Search code examples
pythonpyyaml

Using generic constructor to read yaml file


I need to read a AWS cloudformation file in python using a package pyyaml. The issue seems to have been resolved using this code snippet.

def generic_constructor(loader, tag, node):
    classname = node.__class__.__name__
    if (classname == 'SequenceNode'):
        return loader.construct_sequence(node)
    elif (classname == 'MappingNode'):
        return loader.construct_mapping(node)
    else:
        return loader.construct_scalar(node)

yaml.add_multi_constructor('', generic_constructor)

How do I use this code to read a yaml file?

https://github.com/yaml/pyyaml/issues/169

The issue has been closed on github and it means this code must be working correctly to read the yaml file linked by the reporter of the issue.


The answer is correct.

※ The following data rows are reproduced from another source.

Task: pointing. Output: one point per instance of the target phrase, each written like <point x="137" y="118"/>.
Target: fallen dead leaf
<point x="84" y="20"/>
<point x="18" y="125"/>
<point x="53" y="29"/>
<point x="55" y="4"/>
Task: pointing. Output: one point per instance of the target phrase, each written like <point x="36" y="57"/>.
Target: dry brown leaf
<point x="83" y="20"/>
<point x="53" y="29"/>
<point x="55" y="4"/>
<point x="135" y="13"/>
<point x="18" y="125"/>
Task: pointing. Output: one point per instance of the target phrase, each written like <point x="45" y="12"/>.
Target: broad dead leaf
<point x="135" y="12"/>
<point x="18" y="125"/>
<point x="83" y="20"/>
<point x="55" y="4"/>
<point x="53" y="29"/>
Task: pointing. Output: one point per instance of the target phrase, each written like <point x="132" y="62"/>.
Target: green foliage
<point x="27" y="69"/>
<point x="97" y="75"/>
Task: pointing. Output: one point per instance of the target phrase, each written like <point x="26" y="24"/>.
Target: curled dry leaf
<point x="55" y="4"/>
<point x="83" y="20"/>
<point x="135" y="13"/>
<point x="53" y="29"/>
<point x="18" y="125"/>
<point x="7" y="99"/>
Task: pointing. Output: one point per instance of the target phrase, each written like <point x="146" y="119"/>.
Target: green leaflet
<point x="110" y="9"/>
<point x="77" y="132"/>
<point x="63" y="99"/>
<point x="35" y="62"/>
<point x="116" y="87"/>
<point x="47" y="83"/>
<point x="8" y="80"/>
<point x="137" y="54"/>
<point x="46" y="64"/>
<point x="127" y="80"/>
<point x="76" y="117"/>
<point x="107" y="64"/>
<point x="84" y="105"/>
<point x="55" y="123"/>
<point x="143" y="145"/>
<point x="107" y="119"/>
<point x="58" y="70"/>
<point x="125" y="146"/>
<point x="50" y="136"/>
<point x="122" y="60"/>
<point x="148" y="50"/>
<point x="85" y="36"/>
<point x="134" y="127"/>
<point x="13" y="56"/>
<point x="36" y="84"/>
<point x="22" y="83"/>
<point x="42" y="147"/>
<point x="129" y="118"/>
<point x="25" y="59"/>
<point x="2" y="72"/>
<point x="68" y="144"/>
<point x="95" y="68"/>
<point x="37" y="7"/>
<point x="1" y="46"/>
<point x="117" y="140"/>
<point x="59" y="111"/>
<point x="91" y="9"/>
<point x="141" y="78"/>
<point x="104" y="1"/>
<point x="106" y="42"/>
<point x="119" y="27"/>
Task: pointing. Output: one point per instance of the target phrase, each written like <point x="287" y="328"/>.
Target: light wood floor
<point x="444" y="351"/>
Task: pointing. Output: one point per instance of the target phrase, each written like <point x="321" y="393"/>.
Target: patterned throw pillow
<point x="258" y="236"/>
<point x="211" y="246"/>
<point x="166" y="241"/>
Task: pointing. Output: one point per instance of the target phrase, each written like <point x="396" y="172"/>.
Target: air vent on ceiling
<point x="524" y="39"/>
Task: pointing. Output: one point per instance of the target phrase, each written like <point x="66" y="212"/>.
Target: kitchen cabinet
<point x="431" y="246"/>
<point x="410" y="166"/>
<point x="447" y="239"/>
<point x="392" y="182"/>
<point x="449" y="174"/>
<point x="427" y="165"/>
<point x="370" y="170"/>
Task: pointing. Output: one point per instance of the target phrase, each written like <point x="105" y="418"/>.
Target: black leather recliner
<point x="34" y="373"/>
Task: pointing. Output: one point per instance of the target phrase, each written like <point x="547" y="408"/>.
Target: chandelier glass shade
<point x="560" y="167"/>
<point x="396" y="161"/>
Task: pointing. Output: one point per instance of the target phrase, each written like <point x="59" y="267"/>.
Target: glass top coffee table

In short, the code that works looks like this...

import yaml

def generic_constructor(loader, tag, node):
    classname = node.__class__.__name__
    if classname == "SequenceNode":
        return loader.construct_sequence(node)
    elif classname == "MappingNode":
        return loader.construct_mapping(node)
    else:
        return loader.construct_scalar(node)

yaml.add_multi_constructor("", generic_constructor, Loader=yaml.SafeLoader)

with open("mytest.yaml") as f:
    data = yaml.safe_load(f)

Solution

  • The general idea is that your code import PyYAML using:

    import yaml
    

    and after that you invoke the snippet, which modifies the default loader. Since the default loader that PyYAML uses has changed since that issue was closed, you are better off specifying e.g. the SafeLoader explicitly:

    yaml.add_multi_constructor('', generic_constructor, Loader=SafeLoader)
    

    and then use data = yaml.safe_load(open_file_or_string) to load the data.

    It is probably easier to use ruamel.yaml (disclaimer: I am the author of that package), which by default can handle special tags (including those of AWS), although you should specify the ten years outdated YAML 1.1 version (which is what AWS expects and the only thing PyYAML supports).

    from ruamel.yaml import YAML
    
    yaml = YAML()
    yaml.version = (1, 1)
    data = yaml.load(x)
    

    where x can be a pathlib.Path() instance, an opened file or a string.